Mr Key said legal protections would be worked through with the Iraqi Government in the coming weeks.
Foreign Minister Murray McCully is expected to visit Baghdad some time to negotiate an agreement with the Iraqi Government.
Mr Key said New Zealand would appoint a new ambassador on counter-terrorism - which mirrors a move announced yesterday by Australian Prime Minister Tony Abbott.
Mr Key last year said there was a watchlist of 35 to 40 New Zealanders "of concern in the foreign fighter context", and they remained under surveillance.
He also said an additional group requiring further investigation was "growing in number".
"We have strengthened the ability of our intelligence agencies to deal with this and they are taking steps to add to their resources.
"We cannot be complacent, as events in Sydney, Paris and Ottawa have underscored."
Mr Key concluded his statement by saying New Zealand did not take its commitment to Iraq lightly.
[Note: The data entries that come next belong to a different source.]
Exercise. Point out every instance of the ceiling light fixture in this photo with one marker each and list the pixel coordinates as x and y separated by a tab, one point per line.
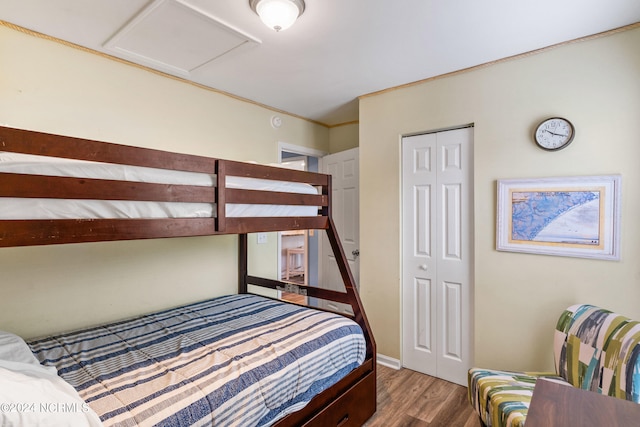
278	14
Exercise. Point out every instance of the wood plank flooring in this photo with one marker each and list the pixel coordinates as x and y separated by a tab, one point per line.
410	399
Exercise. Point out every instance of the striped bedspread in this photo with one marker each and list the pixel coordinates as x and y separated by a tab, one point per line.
238	360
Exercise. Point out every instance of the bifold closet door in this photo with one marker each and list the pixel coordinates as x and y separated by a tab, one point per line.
437	201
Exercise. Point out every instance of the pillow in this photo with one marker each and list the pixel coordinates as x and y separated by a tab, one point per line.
32	394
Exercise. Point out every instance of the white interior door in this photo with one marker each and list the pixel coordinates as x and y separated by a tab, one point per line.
344	170
437	200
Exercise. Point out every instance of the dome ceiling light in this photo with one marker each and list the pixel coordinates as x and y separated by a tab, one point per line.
278	14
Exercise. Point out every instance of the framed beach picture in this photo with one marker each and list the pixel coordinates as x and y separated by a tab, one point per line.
574	216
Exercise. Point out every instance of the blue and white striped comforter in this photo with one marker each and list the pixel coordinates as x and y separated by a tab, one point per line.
238	360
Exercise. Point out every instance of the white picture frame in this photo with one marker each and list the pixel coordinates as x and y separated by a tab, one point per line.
570	216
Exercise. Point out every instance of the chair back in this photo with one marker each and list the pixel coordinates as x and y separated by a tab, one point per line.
597	350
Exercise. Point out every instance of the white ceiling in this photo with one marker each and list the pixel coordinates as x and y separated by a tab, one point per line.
337	51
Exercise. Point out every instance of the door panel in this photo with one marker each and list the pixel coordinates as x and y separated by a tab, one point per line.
437	229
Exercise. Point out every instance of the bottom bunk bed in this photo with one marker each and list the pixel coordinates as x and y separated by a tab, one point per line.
198	364
238	360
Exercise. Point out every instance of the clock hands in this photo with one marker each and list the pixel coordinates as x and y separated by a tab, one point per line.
555	134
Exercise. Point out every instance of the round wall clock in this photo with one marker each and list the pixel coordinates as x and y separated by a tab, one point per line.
554	133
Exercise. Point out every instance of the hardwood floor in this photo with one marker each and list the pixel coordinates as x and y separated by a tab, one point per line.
410	399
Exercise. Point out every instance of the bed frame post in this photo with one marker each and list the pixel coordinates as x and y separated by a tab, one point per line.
242	263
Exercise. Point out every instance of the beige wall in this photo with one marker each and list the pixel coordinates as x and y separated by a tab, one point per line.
518	297
343	137
50	87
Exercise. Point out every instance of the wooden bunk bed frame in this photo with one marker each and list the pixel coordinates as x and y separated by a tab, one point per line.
352	400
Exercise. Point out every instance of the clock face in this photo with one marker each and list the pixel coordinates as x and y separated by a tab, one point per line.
554	133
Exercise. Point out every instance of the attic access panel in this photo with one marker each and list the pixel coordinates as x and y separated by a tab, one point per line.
177	38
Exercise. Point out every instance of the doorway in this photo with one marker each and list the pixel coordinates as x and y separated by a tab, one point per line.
298	259
437	253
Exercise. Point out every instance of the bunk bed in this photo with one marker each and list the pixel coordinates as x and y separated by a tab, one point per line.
90	196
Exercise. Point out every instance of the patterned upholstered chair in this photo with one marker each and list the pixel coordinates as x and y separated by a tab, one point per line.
594	349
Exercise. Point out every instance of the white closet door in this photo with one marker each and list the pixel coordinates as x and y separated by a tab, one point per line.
437	253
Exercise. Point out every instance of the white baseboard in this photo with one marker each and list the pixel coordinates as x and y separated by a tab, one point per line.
389	362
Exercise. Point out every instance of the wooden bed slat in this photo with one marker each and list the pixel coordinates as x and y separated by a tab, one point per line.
264	224
250	170
58	231
274	198
312	291
55	187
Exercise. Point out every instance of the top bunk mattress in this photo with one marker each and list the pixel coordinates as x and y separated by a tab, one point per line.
41	208
238	360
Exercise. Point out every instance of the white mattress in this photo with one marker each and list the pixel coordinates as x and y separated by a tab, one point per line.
18	208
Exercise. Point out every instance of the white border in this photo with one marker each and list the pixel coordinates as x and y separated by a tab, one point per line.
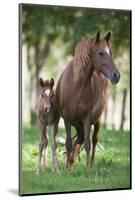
9	98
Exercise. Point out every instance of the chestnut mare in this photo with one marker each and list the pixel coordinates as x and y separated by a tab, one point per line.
81	93
47	115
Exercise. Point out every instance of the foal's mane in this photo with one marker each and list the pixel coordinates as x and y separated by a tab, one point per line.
83	57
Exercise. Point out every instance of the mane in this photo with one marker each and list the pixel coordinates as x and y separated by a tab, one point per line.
46	82
83	57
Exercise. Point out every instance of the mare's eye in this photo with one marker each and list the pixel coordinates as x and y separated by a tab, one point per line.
101	53
52	94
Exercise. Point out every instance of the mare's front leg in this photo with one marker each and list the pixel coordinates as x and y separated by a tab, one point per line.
68	143
95	139
54	130
87	142
43	141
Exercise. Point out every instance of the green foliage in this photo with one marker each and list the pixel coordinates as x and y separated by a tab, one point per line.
110	171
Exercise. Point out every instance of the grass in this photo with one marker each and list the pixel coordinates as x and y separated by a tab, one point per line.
110	171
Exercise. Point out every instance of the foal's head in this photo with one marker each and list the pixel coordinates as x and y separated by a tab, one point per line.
102	58
47	95
95	53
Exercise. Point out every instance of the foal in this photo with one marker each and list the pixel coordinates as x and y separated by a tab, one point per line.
47	115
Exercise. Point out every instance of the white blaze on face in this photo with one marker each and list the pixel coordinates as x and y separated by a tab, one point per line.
47	92
107	50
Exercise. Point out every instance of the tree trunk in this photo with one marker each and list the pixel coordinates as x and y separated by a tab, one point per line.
29	66
105	113
123	109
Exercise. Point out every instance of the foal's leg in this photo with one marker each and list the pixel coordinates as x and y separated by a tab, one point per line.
78	143
54	129
68	143
43	141
95	139
87	143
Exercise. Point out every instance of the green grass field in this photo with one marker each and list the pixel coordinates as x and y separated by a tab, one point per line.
110	171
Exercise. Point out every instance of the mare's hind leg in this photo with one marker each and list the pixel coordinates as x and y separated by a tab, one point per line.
68	143
95	139
78	143
54	129
43	141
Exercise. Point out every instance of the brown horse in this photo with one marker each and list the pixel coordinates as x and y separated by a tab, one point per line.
81	93
47	115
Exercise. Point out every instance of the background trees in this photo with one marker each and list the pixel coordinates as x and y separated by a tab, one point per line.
50	35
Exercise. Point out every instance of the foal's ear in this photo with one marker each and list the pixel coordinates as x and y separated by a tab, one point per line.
52	82
98	37
108	36
41	82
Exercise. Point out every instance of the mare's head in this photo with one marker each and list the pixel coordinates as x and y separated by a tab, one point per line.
102	58
95	53
47	95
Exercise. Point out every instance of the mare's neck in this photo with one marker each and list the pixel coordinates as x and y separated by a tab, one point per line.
85	78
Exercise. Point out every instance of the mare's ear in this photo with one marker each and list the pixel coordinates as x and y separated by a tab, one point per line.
41	82
108	36
52	82
98	37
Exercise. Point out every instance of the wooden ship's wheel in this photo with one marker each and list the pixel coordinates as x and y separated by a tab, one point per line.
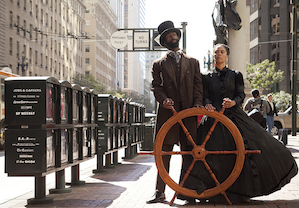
199	153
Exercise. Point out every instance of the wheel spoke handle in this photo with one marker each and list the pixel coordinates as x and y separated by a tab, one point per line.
183	181
176	153
189	137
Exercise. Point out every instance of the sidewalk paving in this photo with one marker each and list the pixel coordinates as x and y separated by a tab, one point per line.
129	185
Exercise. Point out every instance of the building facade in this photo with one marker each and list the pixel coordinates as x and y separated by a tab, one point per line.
2	33
100	57
270	36
134	62
48	34
239	43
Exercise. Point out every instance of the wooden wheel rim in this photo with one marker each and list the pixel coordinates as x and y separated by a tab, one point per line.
240	155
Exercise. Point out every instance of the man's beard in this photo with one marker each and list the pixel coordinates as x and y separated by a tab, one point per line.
172	45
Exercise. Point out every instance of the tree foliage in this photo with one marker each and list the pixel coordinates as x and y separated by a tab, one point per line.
263	75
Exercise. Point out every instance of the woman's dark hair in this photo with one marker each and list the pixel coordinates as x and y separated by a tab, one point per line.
223	45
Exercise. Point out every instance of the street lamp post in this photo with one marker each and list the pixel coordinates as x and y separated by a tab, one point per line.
209	63
294	68
23	64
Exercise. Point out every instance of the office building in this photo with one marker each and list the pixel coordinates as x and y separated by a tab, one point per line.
271	36
49	34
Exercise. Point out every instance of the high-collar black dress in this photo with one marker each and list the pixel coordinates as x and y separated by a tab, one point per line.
262	173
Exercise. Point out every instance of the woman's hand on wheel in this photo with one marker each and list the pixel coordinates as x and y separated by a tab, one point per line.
167	103
210	107
228	103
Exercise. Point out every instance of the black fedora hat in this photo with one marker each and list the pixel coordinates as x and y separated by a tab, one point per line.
166	27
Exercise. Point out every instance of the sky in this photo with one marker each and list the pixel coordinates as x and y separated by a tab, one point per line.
197	13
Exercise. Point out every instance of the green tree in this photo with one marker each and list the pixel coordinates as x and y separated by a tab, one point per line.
263	75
"In return we expect that the Iraqi government will make good on its commitment to an inclusive government that treats all Iraqi citizens with respect.
"Sending our forces to Iraq is not an easy decision but it is the right decision. They will go with our best wishes."
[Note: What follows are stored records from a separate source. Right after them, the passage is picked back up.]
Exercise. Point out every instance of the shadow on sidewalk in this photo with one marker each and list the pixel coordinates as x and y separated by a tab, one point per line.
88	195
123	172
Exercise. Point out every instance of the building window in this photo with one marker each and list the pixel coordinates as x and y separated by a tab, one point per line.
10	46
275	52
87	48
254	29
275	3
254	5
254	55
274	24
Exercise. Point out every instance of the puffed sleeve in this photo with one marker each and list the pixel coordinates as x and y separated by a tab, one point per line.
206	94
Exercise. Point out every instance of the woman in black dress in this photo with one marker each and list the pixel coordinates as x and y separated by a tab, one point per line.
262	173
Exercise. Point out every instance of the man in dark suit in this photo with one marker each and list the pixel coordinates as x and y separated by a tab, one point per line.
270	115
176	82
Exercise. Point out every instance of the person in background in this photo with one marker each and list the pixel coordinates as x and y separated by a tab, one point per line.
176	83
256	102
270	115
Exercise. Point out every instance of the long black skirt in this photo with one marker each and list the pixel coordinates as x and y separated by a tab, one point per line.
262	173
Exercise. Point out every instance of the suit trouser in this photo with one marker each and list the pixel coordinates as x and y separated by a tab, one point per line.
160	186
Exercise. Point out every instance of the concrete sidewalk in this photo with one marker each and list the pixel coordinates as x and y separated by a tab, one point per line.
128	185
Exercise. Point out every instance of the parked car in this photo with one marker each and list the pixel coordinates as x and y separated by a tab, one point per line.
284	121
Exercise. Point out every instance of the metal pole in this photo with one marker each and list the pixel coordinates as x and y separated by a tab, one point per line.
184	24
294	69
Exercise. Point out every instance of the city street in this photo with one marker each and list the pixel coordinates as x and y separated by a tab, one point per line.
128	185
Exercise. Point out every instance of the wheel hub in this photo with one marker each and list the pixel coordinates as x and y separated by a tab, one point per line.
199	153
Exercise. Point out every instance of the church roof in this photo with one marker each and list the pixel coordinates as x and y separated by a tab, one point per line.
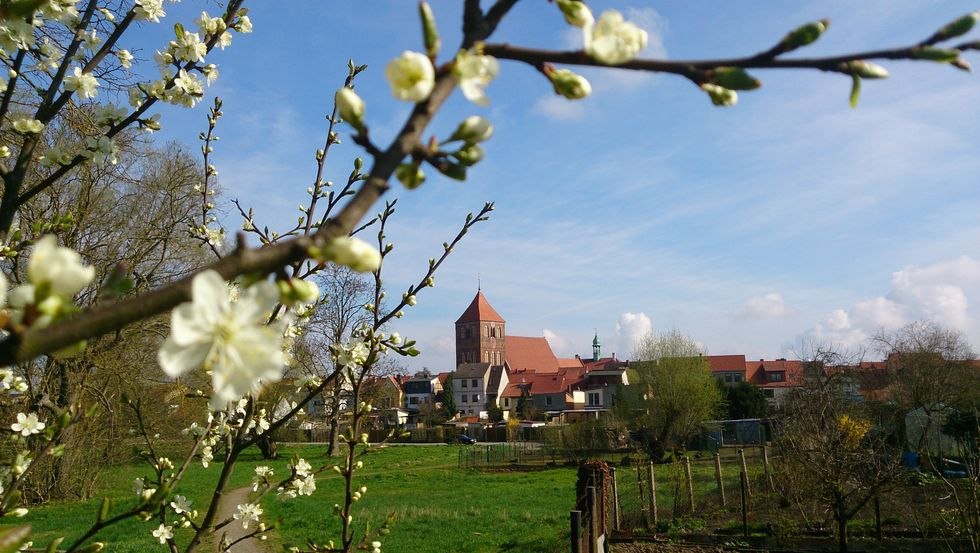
524	352
479	310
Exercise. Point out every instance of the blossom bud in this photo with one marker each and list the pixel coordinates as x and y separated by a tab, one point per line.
955	28
473	129
864	69
802	36
576	13
720	96
351	107
569	84
410	175
430	35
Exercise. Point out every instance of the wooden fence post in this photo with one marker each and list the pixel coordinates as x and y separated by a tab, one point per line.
877	518
744	486
719	479
593	521
576	521
615	500
644	511
745	469
766	468
690	483
652	486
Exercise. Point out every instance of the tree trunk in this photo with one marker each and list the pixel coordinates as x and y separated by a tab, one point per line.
841	517
268	447
333	445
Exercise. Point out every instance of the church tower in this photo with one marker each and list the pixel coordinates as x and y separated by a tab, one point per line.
480	334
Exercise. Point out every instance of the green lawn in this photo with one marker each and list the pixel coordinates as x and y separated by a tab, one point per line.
438	507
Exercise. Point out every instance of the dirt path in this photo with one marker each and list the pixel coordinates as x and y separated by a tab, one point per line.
229	506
Defence Minister Gerry Brownlee said the total estimated cost of a two-year deployment was $65 million, though some costs had not yet been finalised.
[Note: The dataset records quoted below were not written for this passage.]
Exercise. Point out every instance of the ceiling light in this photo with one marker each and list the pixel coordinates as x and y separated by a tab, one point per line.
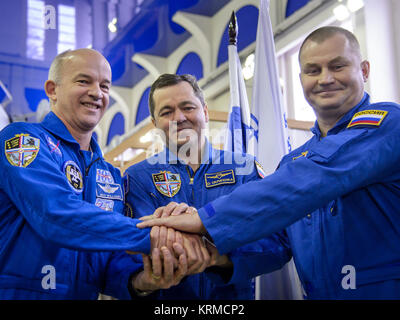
354	5
147	137
341	12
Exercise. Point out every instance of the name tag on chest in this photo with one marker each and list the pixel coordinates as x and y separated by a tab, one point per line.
219	178
109	191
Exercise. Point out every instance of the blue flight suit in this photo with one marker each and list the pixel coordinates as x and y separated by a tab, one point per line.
61	218
163	178
338	198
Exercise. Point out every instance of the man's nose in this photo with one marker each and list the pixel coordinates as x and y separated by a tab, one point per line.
179	116
326	77
95	92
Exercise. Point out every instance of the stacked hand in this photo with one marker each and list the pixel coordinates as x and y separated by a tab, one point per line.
175	254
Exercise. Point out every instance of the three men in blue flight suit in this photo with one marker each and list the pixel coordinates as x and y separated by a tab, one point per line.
190	170
63	234
337	196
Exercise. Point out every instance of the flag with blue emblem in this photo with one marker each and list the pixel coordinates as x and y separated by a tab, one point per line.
270	142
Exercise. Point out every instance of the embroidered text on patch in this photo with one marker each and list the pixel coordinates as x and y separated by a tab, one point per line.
303	154
219	178
21	150
368	117
167	183
74	175
260	170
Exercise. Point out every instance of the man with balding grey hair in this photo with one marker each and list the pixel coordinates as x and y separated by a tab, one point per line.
337	197
62	231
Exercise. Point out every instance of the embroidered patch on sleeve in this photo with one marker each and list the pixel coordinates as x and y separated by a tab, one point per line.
303	154
219	178
105	204
260	170
21	150
109	191
54	146
368	117
74	176
167	183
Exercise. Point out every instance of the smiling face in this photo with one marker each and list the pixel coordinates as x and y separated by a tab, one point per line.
332	76
179	113
81	95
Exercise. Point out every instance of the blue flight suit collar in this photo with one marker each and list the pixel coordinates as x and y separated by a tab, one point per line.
344	120
208	155
54	124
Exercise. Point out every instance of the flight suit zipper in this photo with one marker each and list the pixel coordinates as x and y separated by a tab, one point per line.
201	275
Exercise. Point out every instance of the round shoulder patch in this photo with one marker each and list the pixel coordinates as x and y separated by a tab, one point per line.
74	175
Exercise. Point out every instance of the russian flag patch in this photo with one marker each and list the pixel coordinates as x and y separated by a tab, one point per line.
368	117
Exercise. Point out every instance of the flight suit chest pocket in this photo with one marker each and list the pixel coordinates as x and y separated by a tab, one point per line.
109	193
330	146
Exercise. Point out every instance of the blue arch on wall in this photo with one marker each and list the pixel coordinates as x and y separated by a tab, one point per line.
34	96
191	63
143	107
247	20
293	5
117	126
In his reply to the Prime Minister's statement, Labour leader Andrew Little said Labour could see no case for sending troops to Iraq.
He said it was clear Islamic State was brutal.
"There wouldn't be a New Zealander whose seen those images whose stomachs have not been turned. But let's be clear what we're dealing with. They call themselves, Islamic State, but they are not a state. They run across borders, they are cultural, ethnic, religious and driven by a number of motivations."
He said it was a "depository of the dispossessed, the extreme and yes, the evil."
"But it is not a conventional enemy."
Mr Little said it was clear the Government had made its decision some time ago "and I venture to suggest it was taken for a range of reasons that have not been outlined today."
Mr Little said he doubted Mr Key's assurances the training forces would be 'behind the wire.' He said there was little doubt the troops would be exposed to the wider combat and little to gain.
"After 10 years of training of the Iraq Army by the US Army, ... what impact will we have? What can we hope to achieve? We think be sending a very modest force, we are going to achieve what the US Army has not been able to achieve in 10 years? We will not fix the Iraqi Army. It is broken, it is corrupt."
He said Iraq's foreign minister had told Labour that civil reconstruction was just as critical. "No one will defeat Islamic State through the Iraqi Army." He said that could only be achieved by turning Iraq into a well-functioning state and developing industries such as agriculture.
"NZ has a reputation abroad as an honest broker. We won [the Security Council seat] because of our reputations as a responsible, reputable global citizen." He said NZ had an opportunity to provide leadership in a way it had not before and should do that in Iraq.